Now, when the state’s clean energy champions hold a meeting, it’s likely to warn that the momentum that seemed unstoppable a year ago is crashing.
Changes to energy tax credits are just one part of a the bill that is being shepherded by Republicans through the reconciliation process — meaning, it needs a simple majority, or 51 votes, to pass the Senate. The House of Representatives passed it last month. The legislation delivers on one of President Donald Trump’s campaign promises to, if not repeal, then significantly neuter the IRA by accelerating the 10-year timeline of some of these credits to, in some instances, less than a year.
The effect would be to essentially eliminate tax credits for new and used electric vehicles and charging infrastructure, for building upgrades in residential and commercial properties and for clean hydrogen (which underpins some the projects proposed in the Appalachian Regional Clean Hydrogen Hub, Arch2. That effort, which qualified for up to $925 million in federal energy funds, appears dormant).
“Let’s not forget that these tax credits are popular, highly popular,” said Jeaneen Zappa, executive director of the Keystone Energy Efficiency Alliance, standing in front of a podium in the portico of the City County Building earlier this month and surrounded by signs that read: “Energy Freedom for Pennsylvania.”
According to IRS data from 2023 — the latest available — some 158,500 Pennsylvanians claimed the home energy efficiency tax credit. That same year, more than 11,000 tax payers in the state claimed the electric vehicle credit.
“This isn’t about ideology. This is about investment and jobs,” said Joe Morinville, president of Green Tree-based EIS Solar. “When the same House of Representatives passed the IRA a few short years ago, laying out a 10-year window of predictable energy policy, we did what was asked of us by our country: we invested, we bought trucks, we hired people, we grew our companies.
“The first Trump administration asked manufacturers to bring the factories back to America, and the IRA did just that,” he continued. “Over 200 clean energy manufacturing plants are operational or under construction, and now their future is uncertain, as [is] ours.”
Morinville said if the reconciliation bill is enacted as it currently stands, he will be forced to lay off some of his 50 employees.
“How could a business operate in America under these conditions? Tariff on, tariff off, policy on, policy off. We cannot plan or manage our companies in this kind of legislative schizophrenia.”
Clean energy groups, shaken by the idea that the energy future that seemed so grounded in the federal government could turn to quicksand, have been scheduling an increasing number of events as the budget bill approaches Trump’s preferred wrap-up date of July 4.
In a virtual meeting last week sponsored by the Harrisburg-based Keystone Research Center, Jesse Lee, a consultant who served served as a senior communications advisor to the National Economic Council under President Biden, argued that it’s foolish to throttle renewables at a time when electricity demand is growing rapidly.
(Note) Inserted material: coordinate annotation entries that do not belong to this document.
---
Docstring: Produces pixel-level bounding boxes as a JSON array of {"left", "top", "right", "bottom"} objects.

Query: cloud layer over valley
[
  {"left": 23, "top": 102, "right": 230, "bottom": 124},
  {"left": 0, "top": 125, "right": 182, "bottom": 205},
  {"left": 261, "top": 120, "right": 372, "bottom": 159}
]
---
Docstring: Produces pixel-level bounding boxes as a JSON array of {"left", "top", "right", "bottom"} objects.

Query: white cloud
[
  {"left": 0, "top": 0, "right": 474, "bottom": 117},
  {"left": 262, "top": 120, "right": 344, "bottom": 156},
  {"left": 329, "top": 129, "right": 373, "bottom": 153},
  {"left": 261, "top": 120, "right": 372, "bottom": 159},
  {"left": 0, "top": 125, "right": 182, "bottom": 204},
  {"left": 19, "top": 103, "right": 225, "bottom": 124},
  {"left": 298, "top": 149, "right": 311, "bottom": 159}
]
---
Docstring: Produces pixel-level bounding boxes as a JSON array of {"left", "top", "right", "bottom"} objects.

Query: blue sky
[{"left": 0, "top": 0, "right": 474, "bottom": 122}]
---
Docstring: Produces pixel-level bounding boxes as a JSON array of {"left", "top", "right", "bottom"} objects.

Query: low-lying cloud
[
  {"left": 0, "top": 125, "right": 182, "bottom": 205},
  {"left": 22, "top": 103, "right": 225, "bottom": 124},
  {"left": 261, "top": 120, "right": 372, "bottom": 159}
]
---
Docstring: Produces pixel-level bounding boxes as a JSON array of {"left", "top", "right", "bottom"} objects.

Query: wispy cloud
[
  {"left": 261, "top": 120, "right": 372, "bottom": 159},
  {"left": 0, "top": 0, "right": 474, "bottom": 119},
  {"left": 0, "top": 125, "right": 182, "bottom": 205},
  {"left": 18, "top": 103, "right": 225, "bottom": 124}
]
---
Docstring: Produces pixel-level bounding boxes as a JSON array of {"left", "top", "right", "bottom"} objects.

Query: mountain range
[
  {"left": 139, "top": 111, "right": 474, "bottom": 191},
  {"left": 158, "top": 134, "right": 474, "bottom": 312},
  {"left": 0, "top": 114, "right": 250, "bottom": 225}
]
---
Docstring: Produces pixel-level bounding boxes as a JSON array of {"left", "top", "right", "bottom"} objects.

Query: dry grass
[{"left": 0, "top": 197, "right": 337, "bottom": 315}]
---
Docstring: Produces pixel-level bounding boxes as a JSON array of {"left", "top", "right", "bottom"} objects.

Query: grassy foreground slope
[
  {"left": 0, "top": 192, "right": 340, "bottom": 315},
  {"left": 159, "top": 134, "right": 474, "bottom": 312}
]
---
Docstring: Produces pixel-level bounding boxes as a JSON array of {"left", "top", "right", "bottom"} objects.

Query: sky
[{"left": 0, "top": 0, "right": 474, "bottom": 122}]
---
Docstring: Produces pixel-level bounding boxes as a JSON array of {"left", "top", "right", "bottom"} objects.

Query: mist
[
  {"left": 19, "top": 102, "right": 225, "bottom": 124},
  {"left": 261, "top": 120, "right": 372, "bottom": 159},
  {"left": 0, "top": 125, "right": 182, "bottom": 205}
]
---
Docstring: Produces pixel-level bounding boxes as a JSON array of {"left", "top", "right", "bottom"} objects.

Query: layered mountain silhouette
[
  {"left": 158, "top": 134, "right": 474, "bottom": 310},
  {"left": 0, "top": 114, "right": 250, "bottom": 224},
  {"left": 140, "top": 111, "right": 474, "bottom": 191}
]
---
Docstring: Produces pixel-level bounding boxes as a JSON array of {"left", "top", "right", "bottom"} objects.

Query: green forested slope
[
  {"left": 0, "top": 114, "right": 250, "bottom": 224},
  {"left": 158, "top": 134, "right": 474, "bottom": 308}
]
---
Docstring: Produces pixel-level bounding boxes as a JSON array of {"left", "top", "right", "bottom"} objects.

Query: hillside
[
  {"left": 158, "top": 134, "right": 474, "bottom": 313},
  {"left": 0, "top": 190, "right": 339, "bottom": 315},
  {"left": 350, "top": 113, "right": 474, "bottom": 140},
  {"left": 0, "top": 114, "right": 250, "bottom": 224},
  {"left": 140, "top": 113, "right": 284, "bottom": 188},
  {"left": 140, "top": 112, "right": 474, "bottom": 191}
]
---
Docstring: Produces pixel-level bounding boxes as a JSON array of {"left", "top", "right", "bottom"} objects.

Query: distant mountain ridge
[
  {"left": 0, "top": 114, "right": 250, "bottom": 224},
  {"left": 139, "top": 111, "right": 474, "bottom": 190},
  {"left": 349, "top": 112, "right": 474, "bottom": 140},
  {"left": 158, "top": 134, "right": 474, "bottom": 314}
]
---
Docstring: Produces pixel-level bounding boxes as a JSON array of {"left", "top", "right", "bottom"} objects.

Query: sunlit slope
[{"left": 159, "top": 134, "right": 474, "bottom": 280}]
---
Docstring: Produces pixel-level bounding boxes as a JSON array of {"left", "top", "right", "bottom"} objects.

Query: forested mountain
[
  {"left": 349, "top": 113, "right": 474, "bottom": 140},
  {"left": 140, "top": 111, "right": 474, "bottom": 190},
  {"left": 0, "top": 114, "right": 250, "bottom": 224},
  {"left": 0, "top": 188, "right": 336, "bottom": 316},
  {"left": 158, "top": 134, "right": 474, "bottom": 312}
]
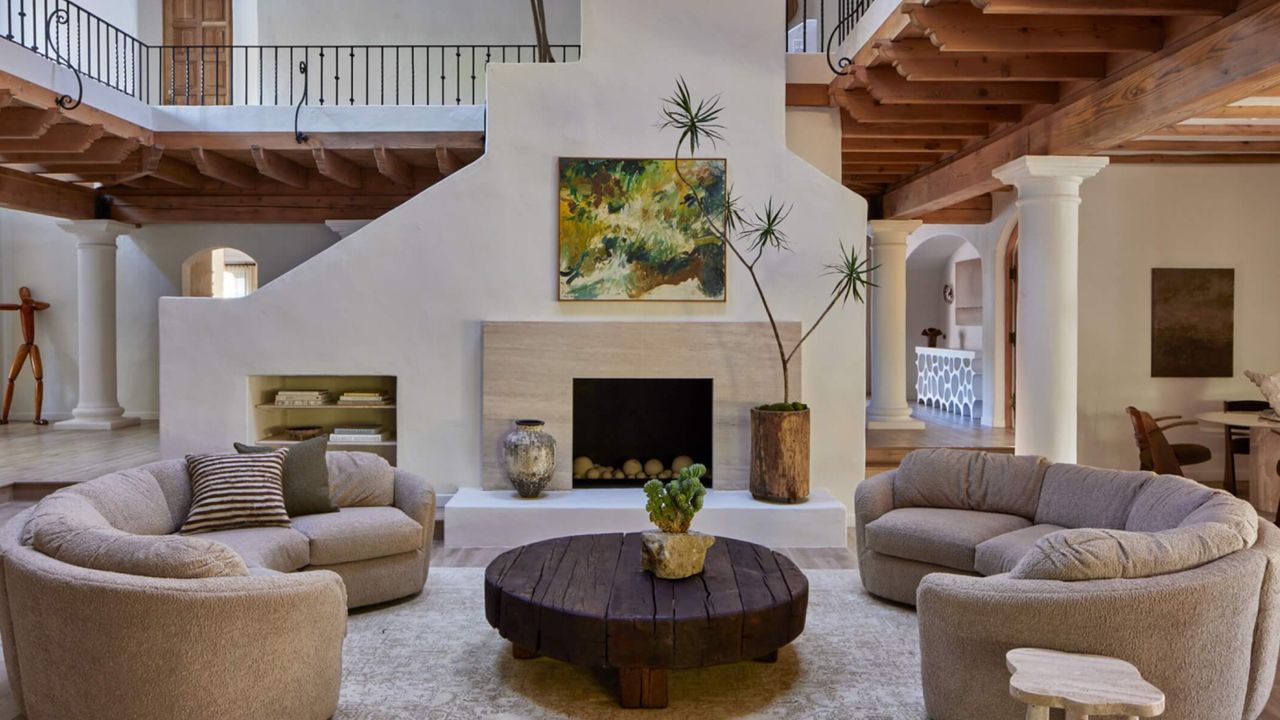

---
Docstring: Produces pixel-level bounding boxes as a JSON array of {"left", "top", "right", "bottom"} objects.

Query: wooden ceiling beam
[
  {"left": 787, "top": 82, "right": 831, "bottom": 108},
  {"left": 905, "top": 4, "right": 1165, "bottom": 53},
  {"left": 374, "top": 147, "right": 416, "bottom": 187},
  {"left": 0, "top": 123, "right": 106, "bottom": 154},
  {"left": 840, "top": 118, "right": 991, "bottom": 140},
  {"left": 0, "top": 168, "right": 95, "bottom": 220},
  {"left": 1108, "top": 140, "right": 1280, "bottom": 152},
  {"left": 311, "top": 147, "right": 364, "bottom": 187},
  {"left": 878, "top": 37, "right": 1107, "bottom": 82},
  {"left": 858, "top": 65, "right": 1059, "bottom": 105},
  {"left": 0, "top": 106, "right": 59, "bottom": 140},
  {"left": 191, "top": 147, "right": 259, "bottom": 188},
  {"left": 250, "top": 145, "right": 311, "bottom": 187},
  {"left": 973, "top": 0, "right": 1236, "bottom": 17},
  {"left": 832, "top": 88, "right": 1023, "bottom": 124},
  {"left": 840, "top": 137, "right": 964, "bottom": 155},
  {"left": 435, "top": 144, "right": 463, "bottom": 177},
  {"left": 0, "top": 134, "right": 138, "bottom": 165},
  {"left": 884, "top": 3, "right": 1280, "bottom": 218}
]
They are the only resources that can be built quickly, he explained.
“Even if you talk about nuclear and natural gas — you’re talking about 7-10 year timelines getting anything on the grid,” he said.
As for the AI boom that Pennsylvania is chasing — the topic of Sen. Dave McCormick’s Energy and AI conference at CMU next month with President Trump — “There is no way to make the equation work without these clean energy tax credits,” Lee said.
In a letter that advocates hand delivered to the offices of Sen. John Fetterman and Sen. Dave McCormick earlier this month, they warned that the state’s ability to ramp up electricity to serve data centers would be hampered if the credits faded.
Sharon Pillar, executive director of the Pennsylvania Solar Center in the Hill District, was one of those advocates who took the message to the senators’ offices, wearing an American flag scarf draped over her red jacket.
The Pennsylvania Solar Center has nearly 200 projects in its queue, she said, with two dozen schools among them. Schools typically don’t have money on hand to install panels and the tax credits help with financing.
“It’s not that they couldn’t go forward. But the saving estimate for them is so much less without the federal incentive,” she said.
Marc Mondor’s architecture firm Evolve EA has been using the commercial energy efficiency building tax credit since it was enacted in 2005, long before the IRA came along. It allows companies like his to deduct part of the cost of designing an energy-efficient building. The IRA expanded this tax credit, as well as a similar measure for energy-efficient new-home construction. Now, both of these long-term credits find themselves swept up in the elimination frenzy.
Mondor said he’s already seen a chill in expansion planning among Evolve’s customers, which include universities that are dealing with other pullbacks from the federal government.
When resources for energy efficiency taper, it’s often harder for organizations to find funding for non-sexy work, like putting more insulation into walls, Mondor said.
“No one’s going to pay to endow a pump,” he said.